FORTNITE SCAMS ARE EVEN WORSE THAN YOU THOUGHT
Fortnite opportunists have plagued the internet since the game’s launch; WIRED has previously looked at the scourge of fake app downloads connected to the game’s controversial Android launch. But a new report from security firm ZeroFox lays bare just how broadly these scams have proliferated across social media, YouTube, and thousands of domains.
“Once we started digging into it, we uncovered a lot of stuff,” says Zack Allen, director of threat operations at ZeroFox.
By the numbers, that “stuff” comprises over 4,770 live domains dedicated to Fortnite scams; 1,390 YouTube videos advertising malicious links with combined views in the millions; and hundreds of links on social media every day that lead to fraudulent destinations.
“The biggest thing that surprised us was the professionalism that went into some of these websites, where they would design some of these V-Bucks sites with a lot of skill,” says Allen. “They made it look really legitimate, they had awesome user experiences, and as you go deep into those things, they made it really hard for people to differentiate between what was legitimate and what was not.”
The sites generally encourage visitors to click ads in order to unlock V-cash, which never materializes. Some of them deploy clever tricks, too, to appear not just valid but active, with fake messages from pretend Fortnite fans appearing onscreen or fake comment sections full of phony satisfied customers.

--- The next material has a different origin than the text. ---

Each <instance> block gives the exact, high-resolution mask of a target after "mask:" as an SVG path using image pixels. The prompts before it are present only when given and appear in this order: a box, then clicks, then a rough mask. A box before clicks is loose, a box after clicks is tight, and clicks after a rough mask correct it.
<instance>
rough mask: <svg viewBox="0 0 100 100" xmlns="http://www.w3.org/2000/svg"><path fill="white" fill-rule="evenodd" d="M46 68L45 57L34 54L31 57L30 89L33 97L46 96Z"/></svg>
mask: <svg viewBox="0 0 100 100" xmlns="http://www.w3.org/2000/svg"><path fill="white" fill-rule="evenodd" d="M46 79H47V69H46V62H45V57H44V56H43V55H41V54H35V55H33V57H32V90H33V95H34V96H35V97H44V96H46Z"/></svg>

The domains also often had security certificates issued by Let’s Encrypt, which simply means that they provide encrypted connections. It’s a popular technique among scammers, because it makes any site appear safe, regardless of its actual intentions. “The issue here is not that phishing sites have certificates and use HTTPS,” says Let’s Encrypt head Josh Aas. “All websites, including phishing sites, should use HTTPS. The issue is that lock icons in browsers are misleading. Some people incorrectly interpret lock icons as a sign that a site’s content is safe or trustworthy, and that’s a completely separate issue from whether or not the connection is secure. “
The Fortnite scams ZeroFox tracked also stand out for their coordinated approach. “The more interesting ones that we found redirected from one social network to another. We’ve seen a lot of videos that would be linked from a post on Facebook, going to a video on YouTube, which then would link to a phishing or a scam domain,” says Allen. “It’s like they tried to connect a lot of these things to provide more of a sense of legitimacy to the victims. It builds trust.”
And while Fortnite scams have spread steadily for months, they lately seem to come in waves, says Ben Herzberg, head of threat research for security firm Imperva, which has also tracked these campaigns. That includes a recent surge around Labor Day and another at the end of last week. The platforms are generally responsive when alerted to these threats, but don’t expect them to disappear anytime soon. The domains are too hard to shut down, and the racket is too lucrative. In July, Imperva suggested that Fortnite scammers are on track to collectively haul in over a million dollars in 2018.
“Basically, cybercriminals are always trying to make money,” says Herzberg. “It just works so well, why stop?”
As for protecting yourself, common sense seems to be the best antidote. The only way to get V-Bucks is within Fortniteitself. There are no shortcuts, no Epic Games-approved sites that will dispense them to you, especially not for clicking on junk ads.
Until people learn that lesson, though, Fortnite scams will continue to flood the web, and Fortnite scammers will continue to collect junk ad money and personal data from their victims. “When you put your address in a random form, when they know your age, etc., you don’t know where that will lead. It could have just been five minutes wasted on filling out a form, but it could be leading to worse,” says Herzberg. “Until Elon Musk buys Fortnite and cancels it.”